The New York Center for Independent Publishing is located on New York's "Literary Row" at 20 West 44th Street in Midtown Manhattan. Formerly the Small Press Center, the Center was founded by Whitney North Seymour, Jr. in 1984. The Center's historical seedbed as the home of independent publishing dates back to 1831, when James Harper, one of the original four Harper Brothers, joined as a member of the General Society of Mechanics and Tradesmen of the City of New York, which has housed the Center since its inception. Other early printer and publisher members include John Bishop Putnam, James J. Little and Benjamin Collins.

The Center provides access to education and expertise in the field of independent publishing, networking opportunities, workshops, teleseminars, lectures, its annual small press book fair and exhibits. The Center also houses The Crouse Library for Publishing Arts, a comprehensive collection of books (many rare and out of print) and other materials on the bookselling and publishing industries.

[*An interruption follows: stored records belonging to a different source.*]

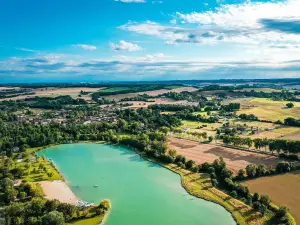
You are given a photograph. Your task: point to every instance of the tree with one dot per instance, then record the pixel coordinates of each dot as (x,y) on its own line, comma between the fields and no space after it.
(233,194)
(53,218)
(251,170)
(282,211)
(265,200)
(241,174)
(290,105)
(256,197)
(189,164)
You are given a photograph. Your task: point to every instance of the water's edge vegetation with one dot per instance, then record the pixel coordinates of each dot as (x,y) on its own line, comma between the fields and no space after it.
(200,187)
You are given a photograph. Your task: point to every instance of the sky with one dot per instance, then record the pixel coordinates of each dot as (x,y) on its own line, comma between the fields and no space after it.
(139,40)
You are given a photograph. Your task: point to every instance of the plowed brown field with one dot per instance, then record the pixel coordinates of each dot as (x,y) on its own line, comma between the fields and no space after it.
(235,159)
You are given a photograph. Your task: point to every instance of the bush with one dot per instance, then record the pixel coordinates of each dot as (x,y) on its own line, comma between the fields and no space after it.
(167,158)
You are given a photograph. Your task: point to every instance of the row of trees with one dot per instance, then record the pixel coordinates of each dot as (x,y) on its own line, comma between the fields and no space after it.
(280,146)
(40,211)
(254,171)
(223,178)
(231,107)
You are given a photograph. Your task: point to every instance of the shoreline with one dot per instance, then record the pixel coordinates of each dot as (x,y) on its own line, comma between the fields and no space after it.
(216,197)
(59,190)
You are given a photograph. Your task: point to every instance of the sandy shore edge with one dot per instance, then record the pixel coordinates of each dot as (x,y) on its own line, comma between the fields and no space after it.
(58,190)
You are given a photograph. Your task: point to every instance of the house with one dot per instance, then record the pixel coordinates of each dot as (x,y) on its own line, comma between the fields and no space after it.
(33,159)
(16,149)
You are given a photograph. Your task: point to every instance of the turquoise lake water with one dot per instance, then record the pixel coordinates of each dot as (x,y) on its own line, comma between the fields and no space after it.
(141,192)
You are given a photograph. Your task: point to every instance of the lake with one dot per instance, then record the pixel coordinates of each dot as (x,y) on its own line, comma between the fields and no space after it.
(141,192)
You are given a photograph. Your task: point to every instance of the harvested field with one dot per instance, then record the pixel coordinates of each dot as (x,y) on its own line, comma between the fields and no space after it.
(151,93)
(282,132)
(266,90)
(282,189)
(235,159)
(293,136)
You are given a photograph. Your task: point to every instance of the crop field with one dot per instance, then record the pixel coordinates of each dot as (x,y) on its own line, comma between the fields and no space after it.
(235,159)
(54,92)
(282,189)
(266,109)
(151,93)
(293,136)
(141,104)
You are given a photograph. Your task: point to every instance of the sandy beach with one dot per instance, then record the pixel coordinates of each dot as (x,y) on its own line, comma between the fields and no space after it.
(58,190)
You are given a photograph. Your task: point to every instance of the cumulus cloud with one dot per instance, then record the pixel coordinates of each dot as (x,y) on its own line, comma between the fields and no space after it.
(171,34)
(249,23)
(86,47)
(131,1)
(125,46)
(147,67)
(26,50)
(154,57)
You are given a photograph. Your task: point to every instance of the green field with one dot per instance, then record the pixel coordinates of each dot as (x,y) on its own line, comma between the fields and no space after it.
(267,109)
(266,90)
(200,186)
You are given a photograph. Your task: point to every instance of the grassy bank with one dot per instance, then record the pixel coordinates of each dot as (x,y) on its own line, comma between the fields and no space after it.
(199,185)
(90,221)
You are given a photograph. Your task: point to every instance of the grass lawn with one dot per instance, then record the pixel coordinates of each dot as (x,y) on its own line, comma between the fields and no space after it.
(91,221)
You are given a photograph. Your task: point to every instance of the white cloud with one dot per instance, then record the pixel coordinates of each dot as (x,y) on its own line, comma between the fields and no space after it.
(149,66)
(86,47)
(131,1)
(26,50)
(250,23)
(155,57)
(125,46)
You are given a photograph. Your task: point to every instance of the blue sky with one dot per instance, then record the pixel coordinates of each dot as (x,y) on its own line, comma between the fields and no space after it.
(101,40)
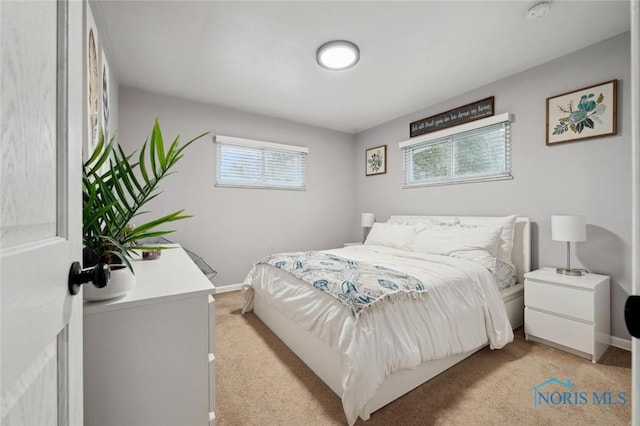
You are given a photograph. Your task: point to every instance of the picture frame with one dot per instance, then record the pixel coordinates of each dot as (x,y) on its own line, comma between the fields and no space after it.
(376,161)
(93,86)
(587,113)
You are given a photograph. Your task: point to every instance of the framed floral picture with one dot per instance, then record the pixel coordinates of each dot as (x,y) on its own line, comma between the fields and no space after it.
(376,160)
(582,114)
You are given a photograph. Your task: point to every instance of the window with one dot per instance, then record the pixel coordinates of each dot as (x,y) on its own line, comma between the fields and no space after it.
(471,152)
(257,164)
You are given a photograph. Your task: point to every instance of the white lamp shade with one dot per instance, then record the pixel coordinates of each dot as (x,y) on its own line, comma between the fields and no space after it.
(568,228)
(367,220)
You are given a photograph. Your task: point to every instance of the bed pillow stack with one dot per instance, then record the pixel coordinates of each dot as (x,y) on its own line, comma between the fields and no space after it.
(477,244)
(390,235)
(485,240)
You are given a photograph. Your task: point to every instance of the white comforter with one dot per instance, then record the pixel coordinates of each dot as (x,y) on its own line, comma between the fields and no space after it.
(463,310)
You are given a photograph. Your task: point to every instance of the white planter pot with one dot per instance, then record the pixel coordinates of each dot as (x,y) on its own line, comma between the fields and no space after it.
(120,283)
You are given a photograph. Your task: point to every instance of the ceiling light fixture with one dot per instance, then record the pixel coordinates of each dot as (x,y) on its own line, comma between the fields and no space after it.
(538,10)
(338,55)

The Center's annual signature programs include: the Independent and Small Press Book Fair; National Small Press Month, and its host of reading marathons, lectures, and publishing workshops; the New York Round Table Writers’ Conference; and the series, Emerging Voices: Writers Published by Groundbreaking Independent Presses. In addition to such public programs, each year the Center awards the coveted Poor Richard Award to an independent Publisher who has made an outstanding contribution to the field of independent publishing. Past recipients include: Barney Rosset, André Schiffrin, Peter Workman, Esther Margolis and Bill Henderson.

The Center is an educational program of the General Society of Mechanics and Tradesmen of the City of New York, located at 20 West 44th Street, between 5th and 6th Avenues in midtown Manhattan.